RL: The snow is usually soft and some of the terrain there is epic! In my mind, not many things can surpass bombing down Bull Run Bowl on a slushy spring day wearing a t-shirt, especially in Australia. It’s all about making do, making the best out of any situation and loving it.
Mitch Reeves strikes a balance between park skills and raw freeskiing ability. Big future for this kid. Image:: HarroArt
How is it skiing together?
JR: It’s sick! You always have a little crew to ski around with, no matter the weather. It’s always more fun when it’s with a few friends. It can be motivating too, like if I see one of the others do a trick I can’t do it motivates me to try something new, do something different.

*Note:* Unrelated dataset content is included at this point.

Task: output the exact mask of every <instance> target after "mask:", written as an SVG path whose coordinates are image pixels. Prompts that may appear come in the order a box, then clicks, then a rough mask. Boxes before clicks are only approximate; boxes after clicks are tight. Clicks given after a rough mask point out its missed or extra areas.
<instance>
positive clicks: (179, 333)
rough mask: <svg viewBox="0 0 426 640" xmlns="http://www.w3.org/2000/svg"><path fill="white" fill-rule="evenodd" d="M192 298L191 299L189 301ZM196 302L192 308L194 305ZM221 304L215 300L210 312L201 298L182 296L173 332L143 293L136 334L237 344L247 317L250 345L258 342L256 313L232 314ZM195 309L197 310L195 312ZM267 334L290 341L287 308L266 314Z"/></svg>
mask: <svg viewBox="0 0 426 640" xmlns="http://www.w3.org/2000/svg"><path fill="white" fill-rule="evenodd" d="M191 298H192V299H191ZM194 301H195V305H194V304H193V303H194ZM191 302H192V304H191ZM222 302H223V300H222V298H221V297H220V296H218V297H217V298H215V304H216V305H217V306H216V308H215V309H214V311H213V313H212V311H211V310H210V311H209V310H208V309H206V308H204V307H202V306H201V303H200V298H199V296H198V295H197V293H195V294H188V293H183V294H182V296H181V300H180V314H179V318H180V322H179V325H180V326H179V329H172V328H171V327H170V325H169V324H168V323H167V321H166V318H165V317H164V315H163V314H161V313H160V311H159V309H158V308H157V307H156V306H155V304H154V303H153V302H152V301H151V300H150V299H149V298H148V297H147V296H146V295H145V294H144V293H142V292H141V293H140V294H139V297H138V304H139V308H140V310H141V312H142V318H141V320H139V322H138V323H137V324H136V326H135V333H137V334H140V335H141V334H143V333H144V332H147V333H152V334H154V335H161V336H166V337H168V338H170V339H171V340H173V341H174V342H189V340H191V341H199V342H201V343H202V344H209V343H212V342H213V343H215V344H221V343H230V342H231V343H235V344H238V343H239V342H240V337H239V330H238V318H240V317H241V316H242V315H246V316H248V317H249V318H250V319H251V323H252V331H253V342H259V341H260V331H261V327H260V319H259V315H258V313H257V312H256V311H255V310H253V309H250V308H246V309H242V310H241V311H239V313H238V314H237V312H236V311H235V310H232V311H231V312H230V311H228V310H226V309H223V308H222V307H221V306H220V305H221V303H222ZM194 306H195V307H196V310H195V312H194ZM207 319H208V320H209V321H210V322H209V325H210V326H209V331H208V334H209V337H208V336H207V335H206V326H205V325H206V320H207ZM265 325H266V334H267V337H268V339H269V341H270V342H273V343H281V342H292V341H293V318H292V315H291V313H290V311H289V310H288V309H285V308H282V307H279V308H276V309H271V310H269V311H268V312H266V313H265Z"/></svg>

My brother and I have always been competitive with each other, we started skiing at the same time so we’re pretty close to as good as each other so everything I do gets judged by him and vice versa.
RL: I reckon I must be a little bit competitive because as one of the older people skiing at Buller I see these guys hiking rails and lapping all day, learning a lot of cool stuff, which sort of keeps me in line because I’ll feel as if now I have to be lapping all day and pushing myself a bit rather than just messing around the entire day. But I don’t think they are super competitive either, driven, yes, but they’re always cheering and giving shout-outs whenever someone does something cool, which is good to see.
TR: Yeah skiing together is sick because we all have the same attitude. If the conditions are good we go skiing. If the conditions aren’t good we go skiing.
MR: We always find something fun to do when we are together. We’re not that competitive I don’t think. It’s pretty chill. Jared and Talae sometimes argue over whose the pretzel king… But we are each good at different aspects of skiing, so it’s cool to watch each other ski and feed off that. I definitely feed off Jared and Talae’s style in the park – they both have a really smooth and effortless style with a wide range of tricks.
When I was in Buller the other day I asked who the best young up and coming kid was, everyone said “Talae”. Image:: Supplied
We’ve seen your edits, looks like a lot of fun. Do each of you have a distinct style? Or do you all feed off each other a bit?
JR: Our styles are different. I don’t think I could copy Talae or Mitch’s tricks because I ski a lot differently to the way they do.
RL: Yeah but at the same time it comes naturally to feed off each other. You see something cool and your natural response is like, “I want to do that,” so its all about picking and choosing which little aspects of many different styles that you like and want to incorporate into your skiing. Personally I just try and be really fluid and smooth with everything I do… grabs are essential. I notice with Jared especially that he’s usually moving really fast through rails, and I think that’s a pretty cool way to ski, really dynamic.
TR: Style is something that I’m always looking at. I think skiing around friends really influences my style because they are a constant point of reference for me, you get a bit of inspiration from everyone, and then it kinda comes out in its own way in your own skiing. Working on your style is what keeps park laps interesting.
Jared has the kind of finesse that a lot of pros don’t even have. It’s nice to see someone who put such a focus on quality. Image:: Supplied
What kind of stuff will are you working on this winter?
JR: I want to hit bigger jumps this year. I’d like to learn new grab variations, and then when the snow is on I’d like to get into more steeps.
TR: I’m not really sure what I’m going to work on this season, but whatever, I’ll just end up having fun learning more about skiing everyday.
MR: I’d like to increase my range of tricks in the park, that’s something I can work on almost every day. But when the snow’s on (ed: like this last few weeks) I want to explore more of Buller’s sidecountry, especially the steeper runs off the West Ridge – it’s a cool area.
RL: This year I’m spending a lot of time at Perisher because the park because it is unreal! I want to try and push my skiing as far as I can before I have to enter the real world of Uni and working full time.